Короткий, но резкий, крепкий, какой-то подлый удар в солнечное сплетение. Скрючиваюсь. Дыхание сорвано, невозможно вдохнуть. Хоть бы глоток, только глоток воздуха. Нет. Это паршиво. Нужен воздух, скорее! Ну! В глазах мутнеет. Темнеет. Чернеет. Оседаю на корточки. Бандит хватает меня за волосы, сильным рывком-до звенящею треска корней-выпрямляет во весь рост. И-и-ип! И-и-ип!!! - свистяще всасываю воздух. Дыхание возвращается, в живот льется тепло. Огненная пощечина. Расплавленные брызги в глазах. Наплыв кулака. Удар. Хруст в челюсти. М-м-м-м. Что-то мешает нижней губе. Выталкиваю языком. Падает на пол. Легкий сухой стук. Зуб. Ощупываю десну кончиком языка. Передний. Скрипит крошка. Осколки. Кровь. Каменные пальцы черного врага все сильней сжимают скальп, вторую ручищу он подносит к моей скуле. Двумя пальцами, словно кусачками, тянет шепотку нижней губы. М-м-м-м. Острая боль. Похоже, сухожилие, на котором крепится губа, сейчас лопнет.
- Слушай меня, козел. Внимательно. Больше я повторять не буду. Твой долг был семьсот пятьдесят. Теперь ты должен штуку. И каждый день будет наматывать по куску. Даю тебе пять дней. Восемнадцатого-размажу мозги по стене. Понял?

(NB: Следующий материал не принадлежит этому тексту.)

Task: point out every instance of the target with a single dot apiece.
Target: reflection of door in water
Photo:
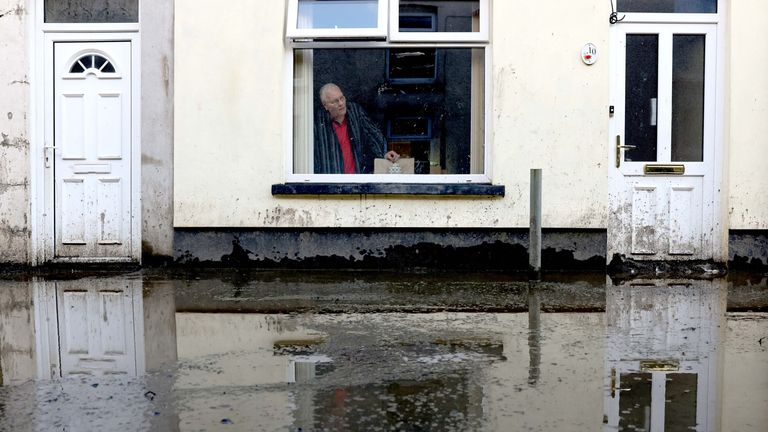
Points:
(662, 194)
(92, 149)
(650, 401)
(97, 335)
(664, 356)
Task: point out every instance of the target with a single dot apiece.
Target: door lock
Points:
(618, 150)
(47, 154)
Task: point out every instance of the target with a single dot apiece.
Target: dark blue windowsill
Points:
(445, 189)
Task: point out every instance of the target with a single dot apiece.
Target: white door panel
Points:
(92, 154)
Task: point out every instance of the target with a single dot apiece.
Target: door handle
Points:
(618, 150)
(46, 152)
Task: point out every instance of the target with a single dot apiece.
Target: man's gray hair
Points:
(324, 89)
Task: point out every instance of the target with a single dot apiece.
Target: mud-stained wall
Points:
(157, 130)
(14, 137)
(747, 113)
(548, 111)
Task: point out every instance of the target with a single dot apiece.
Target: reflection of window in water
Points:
(436, 92)
(450, 403)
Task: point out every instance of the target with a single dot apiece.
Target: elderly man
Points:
(346, 140)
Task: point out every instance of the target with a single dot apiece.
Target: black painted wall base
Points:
(449, 249)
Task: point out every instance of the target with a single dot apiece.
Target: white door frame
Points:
(718, 211)
(42, 38)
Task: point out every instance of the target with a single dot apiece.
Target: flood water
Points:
(171, 350)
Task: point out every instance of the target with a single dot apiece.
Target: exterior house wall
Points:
(157, 129)
(14, 137)
(748, 110)
(548, 110)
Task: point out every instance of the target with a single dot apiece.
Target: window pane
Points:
(439, 15)
(688, 98)
(91, 11)
(329, 14)
(413, 64)
(635, 401)
(642, 84)
(680, 406)
(668, 6)
(437, 121)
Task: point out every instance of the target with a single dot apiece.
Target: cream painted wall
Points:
(748, 116)
(14, 134)
(549, 111)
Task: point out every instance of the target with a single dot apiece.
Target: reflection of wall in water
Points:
(362, 76)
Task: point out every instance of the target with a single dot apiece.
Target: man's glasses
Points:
(337, 102)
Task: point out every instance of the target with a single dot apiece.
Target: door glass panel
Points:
(668, 6)
(329, 14)
(635, 401)
(680, 406)
(642, 84)
(91, 11)
(688, 98)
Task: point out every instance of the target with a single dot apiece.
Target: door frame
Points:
(43, 36)
(717, 211)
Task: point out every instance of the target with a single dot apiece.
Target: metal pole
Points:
(534, 243)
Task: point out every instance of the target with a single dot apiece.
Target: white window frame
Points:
(396, 35)
(292, 31)
(288, 131)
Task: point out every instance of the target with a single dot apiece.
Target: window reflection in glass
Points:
(642, 88)
(668, 6)
(436, 117)
(688, 98)
(329, 14)
(450, 15)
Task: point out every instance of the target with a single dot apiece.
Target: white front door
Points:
(90, 155)
(662, 149)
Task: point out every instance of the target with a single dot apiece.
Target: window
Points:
(423, 99)
(454, 20)
(336, 18)
(668, 6)
(92, 63)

Ошеломленно смотрю в эти сатанинские глаза. Они - черные. Страшные. Выплескивающие зло.
- Козел, я не слышу-ты понял?
- Пон-н-нял... М-м-м-м...
- Ровно пять дней, ни минутой больше. И не думай куда-нибудь сваливать. Будешь убит при попытке к бегству. А труп твой я разрежу на куски и брошу в канализацию. Ну, смотри, козел, я тебя предупредил.
Балда прикипел взглядом к моей окровавленной рубашке,
- Как ты думаешь, Юрчик, они у меня дома были?
Не отвечаю. Мне дерьмово. Весь дрожу. В носу - запекшаяся кровь. В животе - колоброженье. Башка гудит и стонет. Разглядываю зуб. Гладкий, с нежной трещинкой. Выбрасываю в форточку. Как я теперь без переднего? Губа туго набухла кровью. Кажется, сломано ребро.
Балду тоже жалко, и детишек его, и жену. Он уже неделю не показывается на работе. Пришить нас, конечно, не пришьют, но кишки выпустить могут. И запросто.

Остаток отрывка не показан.